Role of vinpocetine in ischemic stroke and poststroke outcomes: A critical review

Brain Circ. 2020 Feb 18;6(1):1-10. doi: 10.4103/bc.bc_46_19. eCollection 2020 Jan-Mar.

Abstract

Vinpocetine (VPN) is a synthetic ethyl-ester derivative of the alkaloid apovincamine from Vinca minor leaves. VPN is a selective inhibitor of phosphodiesterase type 1 (PDE1) that has potential neurological effects through inhibition of voltage-gated sodium channel and reduction of neuronal calcium influx. VPN has noteworthy antioxidant, anti-inflammatory, and anti-apoptotic effects with inhibitory effect on glial and astrocyte cells during and following ischemic stroke (IS). VPN is effective as adjuvant therapy in the management of epilepsy; it reduces seizure frequency by 50% in a dose of 2 mg/kg/day.
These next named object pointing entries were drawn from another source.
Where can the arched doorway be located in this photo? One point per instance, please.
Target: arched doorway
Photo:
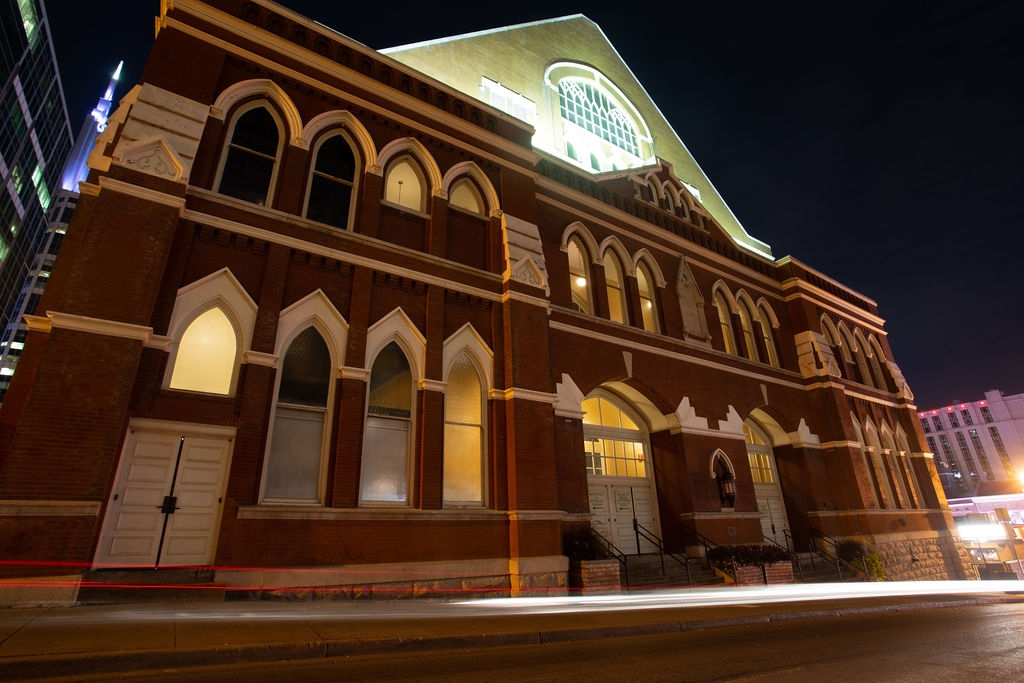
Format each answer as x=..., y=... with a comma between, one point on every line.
x=616, y=451
x=767, y=492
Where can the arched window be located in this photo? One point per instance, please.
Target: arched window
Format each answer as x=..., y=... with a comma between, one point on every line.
x=766, y=336
x=386, y=440
x=466, y=196
x=747, y=325
x=648, y=305
x=725, y=323
x=463, y=472
x=614, y=286
x=206, y=354
x=332, y=182
x=579, y=275
x=250, y=159
x=406, y=184
x=298, y=435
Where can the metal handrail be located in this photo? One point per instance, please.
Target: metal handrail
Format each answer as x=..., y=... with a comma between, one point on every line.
x=833, y=558
x=641, y=530
x=709, y=546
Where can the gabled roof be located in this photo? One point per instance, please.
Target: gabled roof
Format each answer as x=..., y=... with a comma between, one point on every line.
x=520, y=56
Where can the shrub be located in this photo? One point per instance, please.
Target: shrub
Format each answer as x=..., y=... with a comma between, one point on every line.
x=728, y=558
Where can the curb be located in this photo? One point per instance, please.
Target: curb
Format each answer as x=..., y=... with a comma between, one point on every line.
x=50, y=666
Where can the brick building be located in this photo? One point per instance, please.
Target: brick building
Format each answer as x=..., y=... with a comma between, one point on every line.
x=333, y=316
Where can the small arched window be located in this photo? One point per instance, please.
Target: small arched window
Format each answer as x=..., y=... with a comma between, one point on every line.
x=463, y=471
x=206, y=354
x=767, y=338
x=406, y=184
x=725, y=323
x=298, y=436
x=579, y=275
x=386, y=440
x=250, y=159
x=466, y=196
x=648, y=304
x=332, y=182
x=614, y=286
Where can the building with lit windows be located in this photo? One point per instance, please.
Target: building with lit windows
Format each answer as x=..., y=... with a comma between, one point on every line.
x=64, y=201
x=35, y=141
x=337, y=317
x=978, y=445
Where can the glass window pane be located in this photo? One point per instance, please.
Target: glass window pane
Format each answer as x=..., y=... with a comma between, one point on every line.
x=205, y=359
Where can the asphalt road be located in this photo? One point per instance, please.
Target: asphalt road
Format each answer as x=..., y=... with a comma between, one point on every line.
x=969, y=643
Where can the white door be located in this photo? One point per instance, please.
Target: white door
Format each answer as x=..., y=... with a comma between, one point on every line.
x=166, y=503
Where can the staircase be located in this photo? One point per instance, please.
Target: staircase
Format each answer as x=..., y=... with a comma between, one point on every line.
x=645, y=572
x=133, y=586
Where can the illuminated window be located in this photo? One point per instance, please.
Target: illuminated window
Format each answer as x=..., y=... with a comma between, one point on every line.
x=614, y=288
x=205, y=358
x=725, y=323
x=333, y=182
x=747, y=326
x=463, y=473
x=298, y=434
x=647, y=301
x=613, y=442
x=251, y=157
x=406, y=184
x=386, y=440
x=579, y=276
x=465, y=195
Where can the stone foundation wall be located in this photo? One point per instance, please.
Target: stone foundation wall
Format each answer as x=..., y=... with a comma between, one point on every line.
x=925, y=558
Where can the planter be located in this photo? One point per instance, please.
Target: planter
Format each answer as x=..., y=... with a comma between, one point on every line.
x=776, y=572
x=590, y=577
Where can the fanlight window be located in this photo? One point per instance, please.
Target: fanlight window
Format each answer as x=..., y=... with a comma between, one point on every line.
x=463, y=474
x=406, y=184
x=613, y=443
x=647, y=305
x=332, y=183
x=297, y=442
x=386, y=447
x=205, y=359
x=251, y=157
x=579, y=276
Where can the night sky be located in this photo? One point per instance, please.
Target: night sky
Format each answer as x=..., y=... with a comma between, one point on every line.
x=880, y=142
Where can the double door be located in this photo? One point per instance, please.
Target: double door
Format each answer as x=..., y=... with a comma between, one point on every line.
x=166, y=503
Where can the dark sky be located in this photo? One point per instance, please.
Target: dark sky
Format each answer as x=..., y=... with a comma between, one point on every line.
x=880, y=142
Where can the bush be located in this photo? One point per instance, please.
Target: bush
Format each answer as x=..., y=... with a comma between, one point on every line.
x=728, y=558
x=584, y=544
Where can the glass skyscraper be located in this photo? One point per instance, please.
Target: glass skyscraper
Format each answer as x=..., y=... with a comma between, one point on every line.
x=35, y=140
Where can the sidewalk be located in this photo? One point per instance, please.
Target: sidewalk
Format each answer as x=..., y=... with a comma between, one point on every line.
x=57, y=641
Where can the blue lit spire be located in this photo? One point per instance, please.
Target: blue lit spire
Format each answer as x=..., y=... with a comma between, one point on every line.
x=76, y=169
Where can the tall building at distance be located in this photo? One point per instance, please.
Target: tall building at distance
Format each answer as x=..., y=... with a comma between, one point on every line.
x=35, y=141
x=978, y=445
x=64, y=201
x=332, y=317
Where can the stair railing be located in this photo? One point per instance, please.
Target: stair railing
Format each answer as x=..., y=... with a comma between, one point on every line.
x=615, y=553
x=708, y=546
x=642, y=531
x=794, y=560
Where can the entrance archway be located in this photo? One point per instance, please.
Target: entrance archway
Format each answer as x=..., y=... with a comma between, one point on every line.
x=616, y=450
VPN improves psychomotor performances through modulation of brain monoamine pathway mainly on dopamine and serotonin, which play an integral role in attenuation of depressive symptoms. VPN recover cognitive functions and spatial memory through inhibition of hippocampal and cortical PDE1 with augmentation of cyclic adenosin monophosphate and cyclic guanosin monophosphate ratio, enhancement of cholinergic neurotransmission, and inhibition of neuronal inflammatory mediators. Therefore, VPN is an effective agent in the management of IS and plays an integral role in the prevention and attenuation of poststroke epilepsy, depression, and cognitive deficit through direct cAMP/cGMP-dependent pathway or indirectly through anti-inflammatory and antioxidant effects.

Keywords: Anti-inflammatory; antioxidant; phosphodiestrase type 1; poststroke; stroke; vinpocetine.